In late January, Shia LaBeouf tweeted to his 132,000 followers that his recent so-erratic-it’s-no-longer-erratic behavior and repeated acts of plagiarism were actually all part of a piece of performance art: A commentary on “social media absurdity” and copyright in the digital age. He named three muses in this artistic undertakingTraining Day screenwriter David Ayer, MOMA poet laureate Kenneth Goldsmith and meta-modernist artist Luke Turner.

While the three men — each heavyweights in different artistic arenas, each with a very different relationship with LaBeouf — didn’t immediately speak up, they’ve now all acknowledged their role in the young actor’s social experiment. As it turns out, though, they don’t all agree about whether he’s gotten it right.
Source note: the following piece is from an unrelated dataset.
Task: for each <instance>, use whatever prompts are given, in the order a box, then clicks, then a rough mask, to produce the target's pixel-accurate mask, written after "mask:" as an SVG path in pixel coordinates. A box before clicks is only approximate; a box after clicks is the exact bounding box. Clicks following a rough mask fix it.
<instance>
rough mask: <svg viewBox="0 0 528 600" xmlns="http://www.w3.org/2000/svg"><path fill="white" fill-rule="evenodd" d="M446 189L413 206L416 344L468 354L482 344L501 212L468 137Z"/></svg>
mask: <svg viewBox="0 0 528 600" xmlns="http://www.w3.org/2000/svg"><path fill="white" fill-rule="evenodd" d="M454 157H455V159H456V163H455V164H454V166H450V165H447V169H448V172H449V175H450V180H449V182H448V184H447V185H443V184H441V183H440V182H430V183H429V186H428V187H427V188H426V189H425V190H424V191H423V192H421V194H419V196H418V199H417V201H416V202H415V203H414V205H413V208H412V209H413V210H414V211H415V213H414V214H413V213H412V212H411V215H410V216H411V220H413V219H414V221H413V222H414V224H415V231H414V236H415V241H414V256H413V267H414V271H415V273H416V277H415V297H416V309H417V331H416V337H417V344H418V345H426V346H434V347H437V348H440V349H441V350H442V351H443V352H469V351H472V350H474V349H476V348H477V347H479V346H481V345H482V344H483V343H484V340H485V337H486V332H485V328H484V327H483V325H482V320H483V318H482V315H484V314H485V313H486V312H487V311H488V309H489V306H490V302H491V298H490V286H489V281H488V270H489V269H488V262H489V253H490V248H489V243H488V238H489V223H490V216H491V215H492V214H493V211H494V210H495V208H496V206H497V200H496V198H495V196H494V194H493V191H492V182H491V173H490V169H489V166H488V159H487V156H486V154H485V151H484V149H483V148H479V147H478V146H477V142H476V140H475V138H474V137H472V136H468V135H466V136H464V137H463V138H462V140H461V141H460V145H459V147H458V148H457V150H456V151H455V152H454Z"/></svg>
“While filming Fury, Shia and I had many in depth discussions about art theory, performance and social media as a performance medium,” Ayer told TIME in a statement. “Shia is a committed, brilliant and fearless artist and will bring that commitment to anything he does. Shia is on a creative journey right now, and I am sure he is pleased with the conversations it is causing.”

Kenneth Goldsmith, on the other hand, has never met or been contacted by LaBeouf — and he thinks the “creative journey” Ayer described leaves something to be desired.

Goldsmith told TIME that he had never heard of LaBeouf until the actor started quoting the poet extensively on the web, claiming the words as his own. While these acts of plagiarism caused some victims like Daniel Clowes to consider legal action, Goldsmith wasn’t among them: “I thought it was great,” he said. “You know, that’s what I do.”

Normalizing plagiarism is Goldsmith’s bread and butter. He’s written a book about the subject and discussed it on the Colbert Report, in his classroom at the University of Pennsylvania, and even at the White House. “In my class, my students get marked down for originality,” he said. “They must plagiarize well and convincingly, and I don’t think [LaBeouf] has done that so far. Quite frankly, that’s why people have been so angry with him. Had he been a better plagiarizer, a smarter plagiarizer, people actually would have been admiring of his action rather than scornful.”

“It’s hard to do this stuff well, ” Goldsmith continued. “You can’t just start cutting and pasting randomly and think that people are going to be convinced by it. If he were in my class, he would have gotten a very bad grade.”

At least LaBeouf can find solace in the fact that he’s getting an A for effort. Goldsmith, who “love[s] the idea that we are collaborators without ever collaborating,” appreciates LaBeouf’s work to bring the discussion of copyright into Hollywood — especially since, as he explains, “plagiarists like Richard Prince and Jef Koons make millions of dollars recreating other people’s work. In every other world, it is a legitimate strategy.”

Meanwhile, LaBeouf and his third (and probably closest) collaborator Luke Turner have literally brought the plagiarism conversation right into Hollywood by setting up a performance art installation called #IAMSORRY in a Los Angeles gallery.

Visitors are asked to pick up one of an assortment of objects (including a bullwhip and a pink ukelele), and then step behind a black curtain. They then have the opportunity to interact with both the object and a seated LaBeouf, who wears a suit and paper bag reading, “I am not famous anymore,” over his head. Some have read LaBeouf mean tweets written on small pieces of paper; still others have held his hand as the actor weeps. 

While Turner didn’t comment about the nature of their relationship, he did email over a press release for the event which read, “Shia LaBeouf is sorry. Sincerely sorry.”

Goldsmith offered us further insight into the apologizing: “Normally when these kind of scandals break what we see is a James Frey — people go out and apologize and he’s shamed and everybody’s shamed… [LaBeouf] plagiarized and instead of apologizing, he decided to tap into the vast body of strategies that have been developed really over the last hundred years, and used that as a defense instead of a typical apology.”